Everything You Need To Know About Russia’s (Possibly Fictional) Super Heavy Rocket
According to Roscosmos's definition, a super-heavy rocket is capable of delivering at least 35 tons of cargo into Earth’s orbit. But most other companies and agencies tend to describe a “super-heavy rocket” as a vessel capable of carrying at least 50 tons or more. Past similar rockets, like the Apollo-era Saturn 5, could carry 140 tons into low-Earth orbit, which helped NASA pull off its gutsy moonshots in the late 1960s and early 1970s.
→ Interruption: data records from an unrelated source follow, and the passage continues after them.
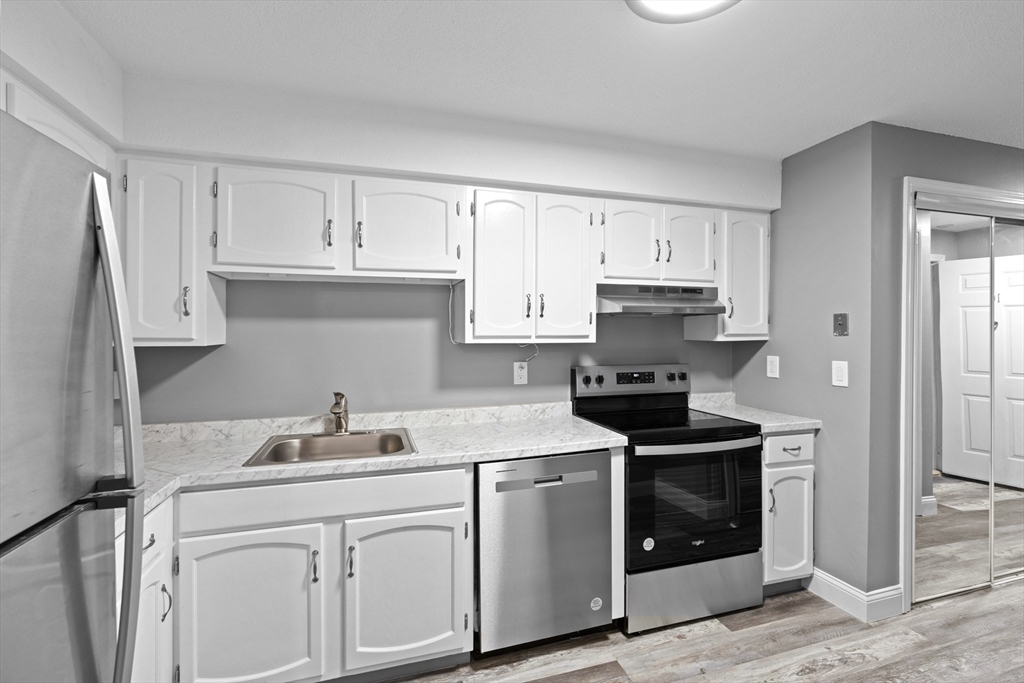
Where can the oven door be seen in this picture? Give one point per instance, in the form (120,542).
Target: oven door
(692,502)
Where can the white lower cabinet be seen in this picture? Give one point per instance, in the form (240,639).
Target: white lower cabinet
(401,587)
(788,507)
(321,580)
(251,605)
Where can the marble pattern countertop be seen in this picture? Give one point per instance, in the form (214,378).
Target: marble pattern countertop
(211,454)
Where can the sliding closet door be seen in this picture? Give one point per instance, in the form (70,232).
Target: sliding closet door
(1008,403)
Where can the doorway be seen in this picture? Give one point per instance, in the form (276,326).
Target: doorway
(964,389)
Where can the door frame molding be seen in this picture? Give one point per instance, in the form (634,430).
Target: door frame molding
(942,196)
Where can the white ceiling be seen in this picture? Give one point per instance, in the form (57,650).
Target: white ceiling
(766,78)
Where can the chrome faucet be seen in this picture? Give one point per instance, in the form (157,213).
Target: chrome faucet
(340,413)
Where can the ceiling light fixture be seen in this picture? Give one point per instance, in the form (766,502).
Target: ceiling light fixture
(678,11)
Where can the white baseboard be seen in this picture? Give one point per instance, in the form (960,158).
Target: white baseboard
(928,506)
(869,606)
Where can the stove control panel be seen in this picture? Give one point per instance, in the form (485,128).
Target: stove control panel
(613,380)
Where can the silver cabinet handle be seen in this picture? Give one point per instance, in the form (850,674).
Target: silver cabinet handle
(170,602)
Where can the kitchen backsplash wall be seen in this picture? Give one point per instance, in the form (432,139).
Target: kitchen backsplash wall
(387,348)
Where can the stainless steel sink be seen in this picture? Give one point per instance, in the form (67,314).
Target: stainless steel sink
(314,447)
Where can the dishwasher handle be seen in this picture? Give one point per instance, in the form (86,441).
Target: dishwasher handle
(545,481)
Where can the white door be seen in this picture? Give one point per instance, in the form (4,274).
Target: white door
(160,246)
(689,241)
(403,587)
(407,225)
(504,229)
(565,291)
(633,241)
(155,637)
(747,274)
(788,522)
(251,605)
(275,218)
(964,340)
(1009,369)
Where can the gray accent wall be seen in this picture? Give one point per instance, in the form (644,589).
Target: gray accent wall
(386,347)
(837,248)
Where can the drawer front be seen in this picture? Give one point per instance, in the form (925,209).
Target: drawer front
(787,449)
(275,505)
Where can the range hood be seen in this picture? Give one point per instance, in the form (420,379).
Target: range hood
(657,300)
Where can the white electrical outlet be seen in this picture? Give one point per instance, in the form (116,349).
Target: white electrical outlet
(519,372)
(841,373)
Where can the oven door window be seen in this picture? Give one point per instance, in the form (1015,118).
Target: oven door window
(685,509)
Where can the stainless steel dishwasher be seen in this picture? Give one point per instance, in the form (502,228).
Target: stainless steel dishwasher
(545,547)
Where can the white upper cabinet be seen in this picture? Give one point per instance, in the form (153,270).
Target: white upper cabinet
(564,287)
(160,246)
(743,242)
(745,294)
(531,275)
(633,248)
(402,225)
(403,579)
(504,232)
(689,242)
(275,218)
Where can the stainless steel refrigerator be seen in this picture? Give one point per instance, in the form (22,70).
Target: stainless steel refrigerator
(62,309)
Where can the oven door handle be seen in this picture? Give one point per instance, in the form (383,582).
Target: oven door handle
(694,449)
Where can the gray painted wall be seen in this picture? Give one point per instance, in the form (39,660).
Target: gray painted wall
(820,265)
(386,346)
(837,247)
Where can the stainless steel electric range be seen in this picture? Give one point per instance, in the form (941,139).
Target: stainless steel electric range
(692,489)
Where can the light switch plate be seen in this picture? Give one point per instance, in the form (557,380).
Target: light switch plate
(841,373)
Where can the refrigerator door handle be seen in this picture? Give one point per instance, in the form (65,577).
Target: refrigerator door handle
(130,588)
(124,355)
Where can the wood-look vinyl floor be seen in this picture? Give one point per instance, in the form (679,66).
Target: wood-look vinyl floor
(794,637)
(951,547)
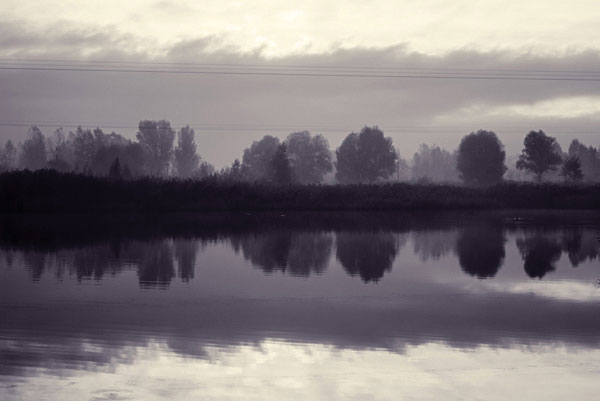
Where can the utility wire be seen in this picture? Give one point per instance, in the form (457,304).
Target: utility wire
(309,74)
(279,128)
(294,66)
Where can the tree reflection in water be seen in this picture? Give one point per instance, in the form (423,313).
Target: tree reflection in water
(480,250)
(539,252)
(367,254)
(299,254)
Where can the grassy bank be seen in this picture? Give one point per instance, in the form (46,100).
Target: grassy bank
(50,191)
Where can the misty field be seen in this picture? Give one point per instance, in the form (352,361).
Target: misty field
(50,191)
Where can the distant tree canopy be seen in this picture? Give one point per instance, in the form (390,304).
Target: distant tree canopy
(256,162)
(480,158)
(280,171)
(186,158)
(8,156)
(432,163)
(571,169)
(480,251)
(365,157)
(84,148)
(33,150)
(309,156)
(540,154)
(156,137)
(589,158)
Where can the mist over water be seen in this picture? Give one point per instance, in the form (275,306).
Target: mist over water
(290,305)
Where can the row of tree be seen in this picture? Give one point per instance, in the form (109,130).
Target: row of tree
(364,157)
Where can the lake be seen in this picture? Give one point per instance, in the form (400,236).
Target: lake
(327,306)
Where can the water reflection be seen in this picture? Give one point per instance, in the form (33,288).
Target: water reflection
(368,255)
(296,253)
(480,250)
(134,304)
(540,253)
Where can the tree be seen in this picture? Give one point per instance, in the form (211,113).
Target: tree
(365,157)
(33,150)
(114,172)
(186,158)
(84,148)
(281,171)
(539,155)
(58,164)
(589,158)
(156,138)
(432,163)
(256,161)
(310,158)
(480,158)
(571,169)
(8,156)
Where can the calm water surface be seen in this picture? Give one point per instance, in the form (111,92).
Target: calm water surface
(383,307)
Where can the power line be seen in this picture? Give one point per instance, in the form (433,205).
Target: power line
(295,66)
(284,128)
(308,74)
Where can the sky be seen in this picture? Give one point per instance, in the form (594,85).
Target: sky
(450,40)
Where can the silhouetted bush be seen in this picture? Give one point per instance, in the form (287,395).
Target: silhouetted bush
(51,191)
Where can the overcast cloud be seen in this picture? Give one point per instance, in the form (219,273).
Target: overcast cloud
(552,36)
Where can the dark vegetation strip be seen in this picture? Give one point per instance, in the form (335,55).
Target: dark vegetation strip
(47,191)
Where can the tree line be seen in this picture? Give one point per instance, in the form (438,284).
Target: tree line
(367,156)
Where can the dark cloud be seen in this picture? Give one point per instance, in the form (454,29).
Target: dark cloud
(330,105)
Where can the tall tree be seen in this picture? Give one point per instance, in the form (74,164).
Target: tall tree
(480,158)
(256,162)
(539,155)
(571,169)
(589,158)
(186,158)
(310,157)
(281,171)
(432,163)
(156,137)
(84,148)
(365,157)
(33,150)
(114,172)
(8,156)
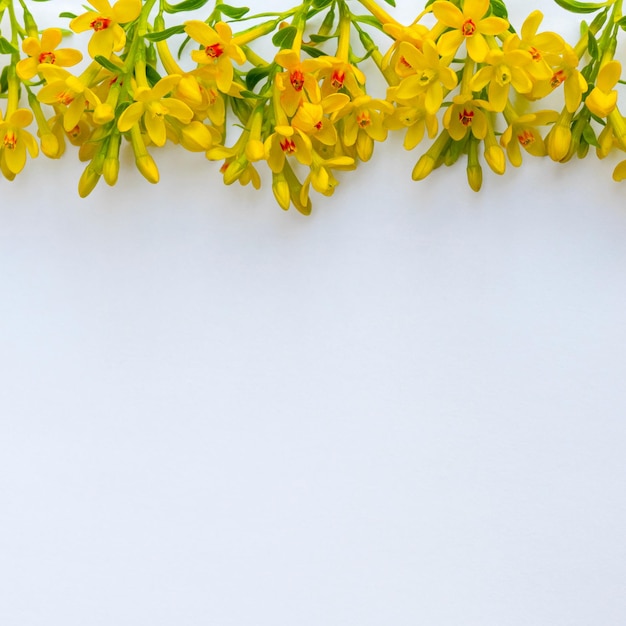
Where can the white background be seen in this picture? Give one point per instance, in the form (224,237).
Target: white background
(408,408)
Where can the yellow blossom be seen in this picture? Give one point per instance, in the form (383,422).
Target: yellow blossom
(219,50)
(152,105)
(523,132)
(363,124)
(469,25)
(299,80)
(429,75)
(45,51)
(465,115)
(603,97)
(504,69)
(16,142)
(108,35)
(67,91)
(545,48)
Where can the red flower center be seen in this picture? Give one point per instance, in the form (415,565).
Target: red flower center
(47,57)
(466,117)
(468,28)
(288,146)
(214,51)
(297,80)
(337,78)
(10,140)
(526,138)
(100,23)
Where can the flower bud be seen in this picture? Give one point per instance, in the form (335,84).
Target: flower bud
(148,168)
(88,181)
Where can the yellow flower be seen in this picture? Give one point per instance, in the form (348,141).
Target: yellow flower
(603,98)
(45,51)
(415,34)
(415,119)
(341,75)
(430,75)
(470,25)
(65,90)
(565,73)
(545,48)
(219,50)
(523,132)
(505,68)
(311,118)
(465,115)
(16,142)
(108,35)
(363,124)
(152,105)
(287,141)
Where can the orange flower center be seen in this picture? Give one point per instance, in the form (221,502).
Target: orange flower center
(65,98)
(10,140)
(100,23)
(363,119)
(47,57)
(526,138)
(288,146)
(558,77)
(212,96)
(468,28)
(466,117)
(297,80)
(337,78)
(214,51)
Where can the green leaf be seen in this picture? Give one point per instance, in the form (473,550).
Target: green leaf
(186,5)
(166,33)
(285,37)
(313,52)
(498,8)
(592,46)
(590,136)
(583,7)
(106,64)
(233,12)
(256,75)
(6,47)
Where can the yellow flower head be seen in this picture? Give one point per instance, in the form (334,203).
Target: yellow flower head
(45,51)
(218,50)
(523,132)
(154,107)
(469,25)
(299,81)
(16,142)
(108,35)
(68,92)
(603,98)
(465,115)
(504,69)
(428,75)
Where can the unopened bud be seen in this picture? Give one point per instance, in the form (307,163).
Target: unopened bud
(88,181)
(111,170)
(475,177)
(494,155)
(423,167)
(148,168)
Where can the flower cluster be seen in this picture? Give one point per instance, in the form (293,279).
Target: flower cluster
(460,76)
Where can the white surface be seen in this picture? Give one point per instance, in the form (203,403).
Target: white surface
(406,409)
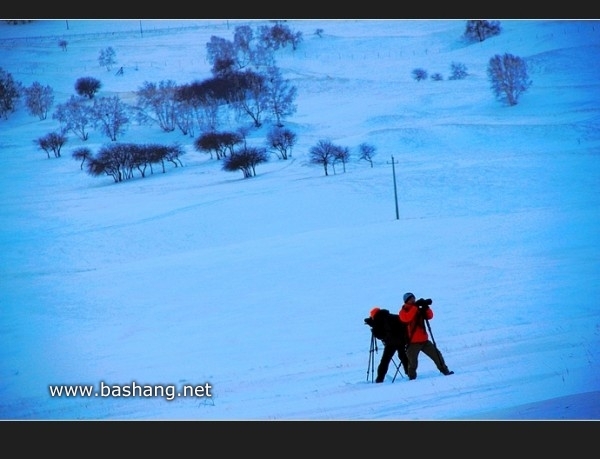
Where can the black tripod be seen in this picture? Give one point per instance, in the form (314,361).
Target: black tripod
(371,367)
(434,344)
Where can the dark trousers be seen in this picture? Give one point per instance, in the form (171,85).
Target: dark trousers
(428,348)
(389,349)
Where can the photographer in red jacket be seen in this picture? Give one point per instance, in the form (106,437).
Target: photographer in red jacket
(414,314)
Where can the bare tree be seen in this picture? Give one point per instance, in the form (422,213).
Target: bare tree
(366,152)
(340,155)
(458,71)
(10,93)
(419,74)
(82,154)
(281,140)
(480,30)
(111,115)
(250,96)
(245,160)
(219,142)
(87,86)
(279,36)
(107,58)
(75,116)
(280,95)
(508,77)
(159,101)
(39,99)
(323,153)
(52,142)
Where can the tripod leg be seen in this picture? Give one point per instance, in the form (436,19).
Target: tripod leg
(371,359)
(397,370)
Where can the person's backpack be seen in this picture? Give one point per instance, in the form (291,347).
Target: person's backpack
(380,323)
(385,325)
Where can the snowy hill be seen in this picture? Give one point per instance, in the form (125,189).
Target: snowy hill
(258,287)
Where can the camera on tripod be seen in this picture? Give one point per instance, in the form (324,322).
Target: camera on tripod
(422,302)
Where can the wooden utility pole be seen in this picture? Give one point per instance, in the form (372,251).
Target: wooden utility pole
(395,188)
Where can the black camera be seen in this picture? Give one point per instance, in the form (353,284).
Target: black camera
(421,302)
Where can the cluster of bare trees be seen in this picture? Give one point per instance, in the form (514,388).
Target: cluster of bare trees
(245,80)
(121,160)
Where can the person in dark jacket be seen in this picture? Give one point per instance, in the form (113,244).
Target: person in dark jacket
(414,314)
(392,333)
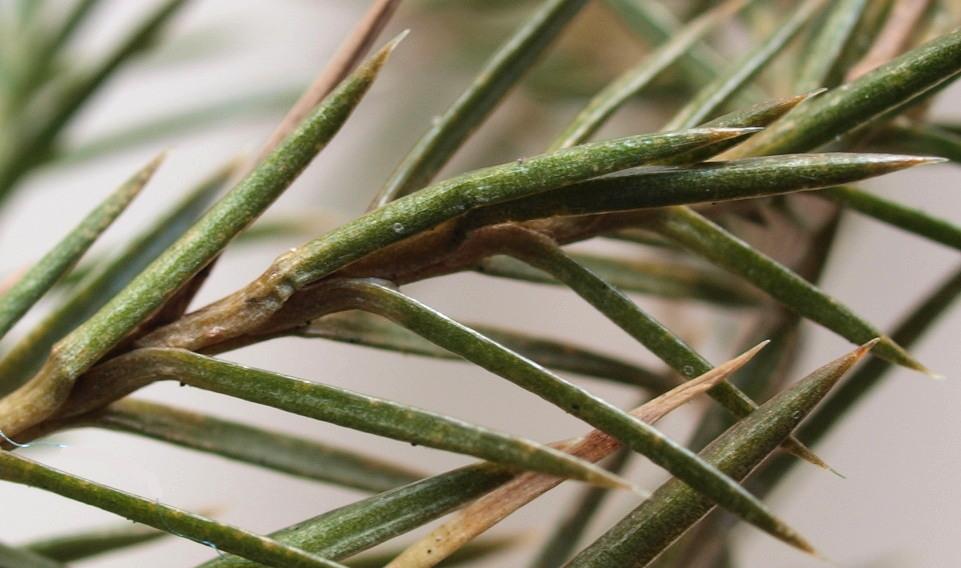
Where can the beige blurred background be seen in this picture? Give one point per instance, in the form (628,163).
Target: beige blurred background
(899,451)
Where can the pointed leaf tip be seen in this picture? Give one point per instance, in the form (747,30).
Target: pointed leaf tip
(391,45)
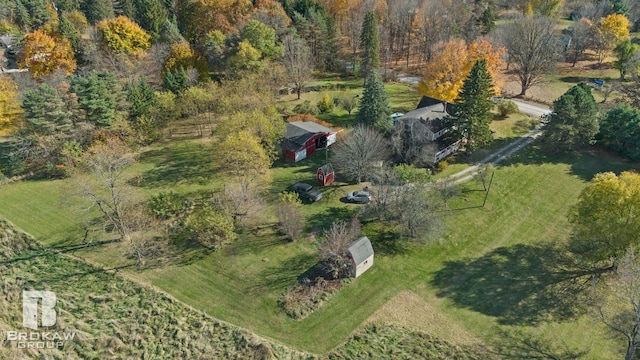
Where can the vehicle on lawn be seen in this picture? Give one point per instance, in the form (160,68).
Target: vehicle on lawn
(306,191)
(360,197)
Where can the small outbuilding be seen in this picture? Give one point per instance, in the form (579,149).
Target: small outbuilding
(303,138)
(325,175)
(361,252)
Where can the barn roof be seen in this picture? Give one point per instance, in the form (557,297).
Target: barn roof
(299,132)
(431,112)
(361,250)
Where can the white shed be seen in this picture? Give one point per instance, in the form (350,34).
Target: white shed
(361,252)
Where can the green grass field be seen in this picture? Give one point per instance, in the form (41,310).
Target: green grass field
(487,270)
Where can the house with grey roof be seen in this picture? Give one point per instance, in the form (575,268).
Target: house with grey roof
(361,253)
(303,138)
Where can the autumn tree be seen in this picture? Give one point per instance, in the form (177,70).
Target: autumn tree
(183,56)
(244,157)
(581,38)
(532,48)
(196,18)
(262,38)
(359,153)
(472,115)
(609,31)
(370,44)
(620,131)
(606,219)
(121,35)
(297,61)
(573,122)
(616,301)
(43,54)
(9,105)
(451,64)
(546,8)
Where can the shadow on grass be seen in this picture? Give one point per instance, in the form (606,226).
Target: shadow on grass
(324,219)
(285,274)
(519,285)
(584,163)
(523,345)
(177,162)
(254,241)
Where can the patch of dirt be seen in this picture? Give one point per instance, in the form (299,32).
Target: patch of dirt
(410,310)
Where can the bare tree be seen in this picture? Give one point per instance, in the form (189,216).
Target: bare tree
(243,202)
(533,49)
(102,183)
(410,143)
(617,302)
(334,247)
(298,62)
(362,150)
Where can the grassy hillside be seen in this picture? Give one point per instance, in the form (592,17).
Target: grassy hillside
(113,318)
(486,273)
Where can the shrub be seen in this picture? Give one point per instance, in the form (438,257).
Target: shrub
(507,107)
(166,205)
(325,105)
(306,108)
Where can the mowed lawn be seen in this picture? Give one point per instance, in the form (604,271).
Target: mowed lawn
(485,272)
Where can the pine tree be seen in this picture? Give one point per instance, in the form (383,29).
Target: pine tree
(370,43)
(374,107)
(574,120)
(176,80)
(45,112)
(98,95)
(471,115)
(141,97)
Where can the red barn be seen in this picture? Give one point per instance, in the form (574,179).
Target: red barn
(303,138)
(325,175)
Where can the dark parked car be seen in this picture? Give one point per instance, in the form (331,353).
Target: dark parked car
(361,197)
(307,191)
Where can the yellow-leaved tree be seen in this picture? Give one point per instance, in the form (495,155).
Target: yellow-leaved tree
(606,219)
(122,35)
(43,53)
(450,64)
(181,55)
(10,109)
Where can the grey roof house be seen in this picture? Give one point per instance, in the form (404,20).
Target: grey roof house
(361,252)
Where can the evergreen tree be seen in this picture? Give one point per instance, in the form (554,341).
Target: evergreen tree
(472,115)
(573,122)
(45,111)
(176,80)
(97,10)
(374,107)
(69,31)
(370,43)
(98,95)
(141,98)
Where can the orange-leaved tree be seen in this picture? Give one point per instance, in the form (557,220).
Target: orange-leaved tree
(122,35)
(181,55)
(43,53)
(451,63)
(10,109)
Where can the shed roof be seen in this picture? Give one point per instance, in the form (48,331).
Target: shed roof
(361,250)
(299,132)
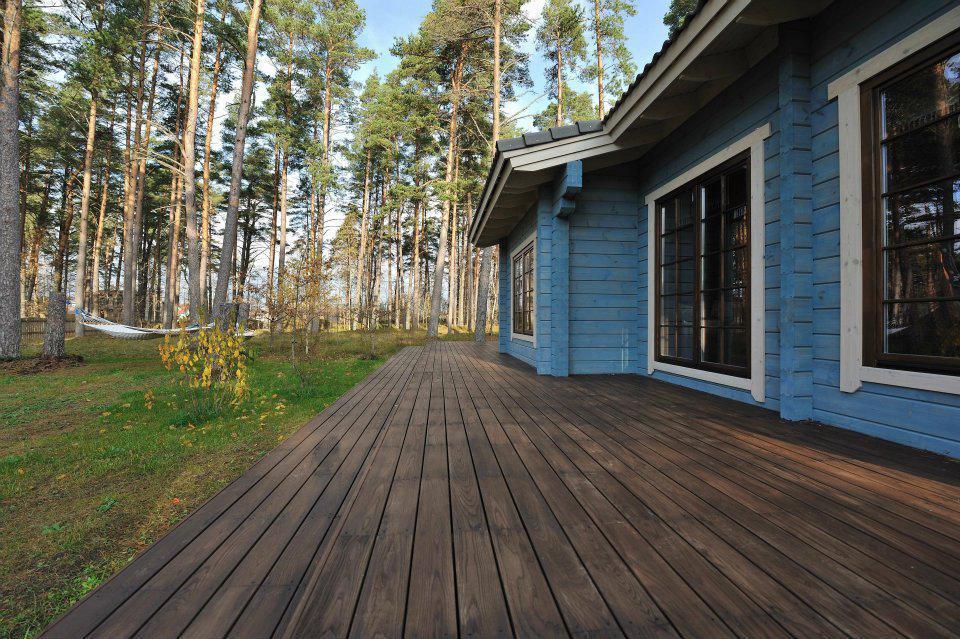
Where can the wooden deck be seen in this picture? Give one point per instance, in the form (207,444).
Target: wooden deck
(454,492)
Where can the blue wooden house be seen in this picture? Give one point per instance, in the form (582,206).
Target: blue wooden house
(771,213)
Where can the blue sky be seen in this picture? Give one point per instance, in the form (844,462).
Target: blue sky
(388,19)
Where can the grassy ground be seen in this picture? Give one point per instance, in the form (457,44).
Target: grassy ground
(91,473)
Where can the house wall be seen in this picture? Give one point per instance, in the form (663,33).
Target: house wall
(918,418)
(749,103)
(535,352)
(608,243)
(604,273)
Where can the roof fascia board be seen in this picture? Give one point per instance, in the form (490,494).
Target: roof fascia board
(481,220)
(693,40)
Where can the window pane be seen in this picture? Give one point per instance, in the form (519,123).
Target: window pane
(735,228)
(711,271)
(668,341)
(685,308)
(712,345)
(711,311)
(668,217)
(687,239)
(922,96)
(712,233)
(923,214)
(925,154)
(736,347)
(668,309)
(668,248)
(735,311)
(685,342)
(929,270)
(523,280)
(668,280)
(686,209)
(735,269)
(925,328)
(711,197)
(687,276)
(735,193)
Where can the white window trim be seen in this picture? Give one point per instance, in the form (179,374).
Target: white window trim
(527,241)
(847,91)
(755,384)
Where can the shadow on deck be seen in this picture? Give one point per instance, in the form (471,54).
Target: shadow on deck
(454,492)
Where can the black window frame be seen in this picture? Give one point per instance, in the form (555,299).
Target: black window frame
(736,163)
(518,276)
(872,168)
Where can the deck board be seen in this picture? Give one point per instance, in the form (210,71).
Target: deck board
(455,493)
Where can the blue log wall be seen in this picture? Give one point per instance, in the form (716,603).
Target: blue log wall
(749,103)
(844,36)
(606,322)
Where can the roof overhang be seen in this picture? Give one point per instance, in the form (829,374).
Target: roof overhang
(717,45)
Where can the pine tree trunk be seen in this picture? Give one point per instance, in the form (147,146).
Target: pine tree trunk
(132,229)
(173,251)
(361,256)
(208,140)
(282,234)
(98,237)
(229,249)
(10,220)
(141,182)
(189,168)
(483,287)
(483,295)
(452,273)
(437,292)
(63,238)
(598,35)
(559,84)
(327,133)
(413,309)
(53,326)
(79,286)
(273,230)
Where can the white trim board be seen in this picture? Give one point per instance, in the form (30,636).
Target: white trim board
(847,91)
(527,241)
(755,384)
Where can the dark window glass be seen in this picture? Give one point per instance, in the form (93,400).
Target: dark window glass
(916,287)
(704,273)
(523,291)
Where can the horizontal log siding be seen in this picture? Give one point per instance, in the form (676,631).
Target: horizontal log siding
(748,104)
(844,36)
(604,273)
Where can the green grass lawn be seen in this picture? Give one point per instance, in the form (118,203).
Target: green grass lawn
(90,474)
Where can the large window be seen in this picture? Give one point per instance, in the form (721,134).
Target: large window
(523,278)
(912,214)
(703,272)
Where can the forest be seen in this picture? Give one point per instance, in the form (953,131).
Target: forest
(159,158)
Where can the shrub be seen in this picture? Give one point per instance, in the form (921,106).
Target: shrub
(213,367)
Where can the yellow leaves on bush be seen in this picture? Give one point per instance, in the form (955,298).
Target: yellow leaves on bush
(213,364)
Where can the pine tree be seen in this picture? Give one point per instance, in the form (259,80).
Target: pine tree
(10,221)
(560,38)
(226,268)
(677,13)
(606,25)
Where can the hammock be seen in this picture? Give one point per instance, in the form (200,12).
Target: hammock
(122,331)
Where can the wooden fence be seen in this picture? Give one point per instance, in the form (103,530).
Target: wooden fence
(31,328)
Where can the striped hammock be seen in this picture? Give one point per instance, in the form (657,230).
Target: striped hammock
(122,331)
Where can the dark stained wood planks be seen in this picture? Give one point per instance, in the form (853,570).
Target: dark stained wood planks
(455,493)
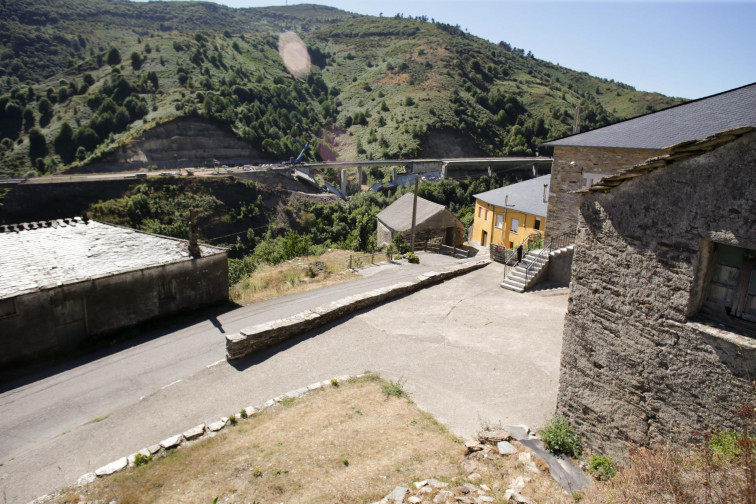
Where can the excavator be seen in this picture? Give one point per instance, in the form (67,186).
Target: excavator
(298,159)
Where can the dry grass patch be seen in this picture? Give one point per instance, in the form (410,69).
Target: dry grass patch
(291,277)
(348,444)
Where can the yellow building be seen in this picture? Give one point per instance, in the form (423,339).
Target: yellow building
(508,215)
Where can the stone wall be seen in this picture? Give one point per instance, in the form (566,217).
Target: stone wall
(637,365)
(63,317)
(567,175)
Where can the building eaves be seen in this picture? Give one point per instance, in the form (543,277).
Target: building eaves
(526,197)
(675,153)
(671,126)
(49,254)
(398,215)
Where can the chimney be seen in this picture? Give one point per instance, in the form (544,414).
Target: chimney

Five decades later, those super rockets are back in fashion as the only realistic means of launching ambitious human exploration projects (unless space elevators or photon engines make some huge engineering leaps).
In the U.S., NASA and private companies like SpaceX and Blue Origin, are already developing or launching progressively bigger rockets, crossing Russia's 35-ton, super-heavy threshold. China is also inching toward a vehicle, called the Long March 9, that will be able to transport closer to 100 tons.
With so many players aggressively pursuing their super-heavy rocket ambitions, Moscow’s grown increasingly concerned that its space program was lagging. After having ceded numerous space frontiers to the U.S., Europe, China, and India in the past two decades, the Kremlin needed something to show it was still a big dog in this new global space race.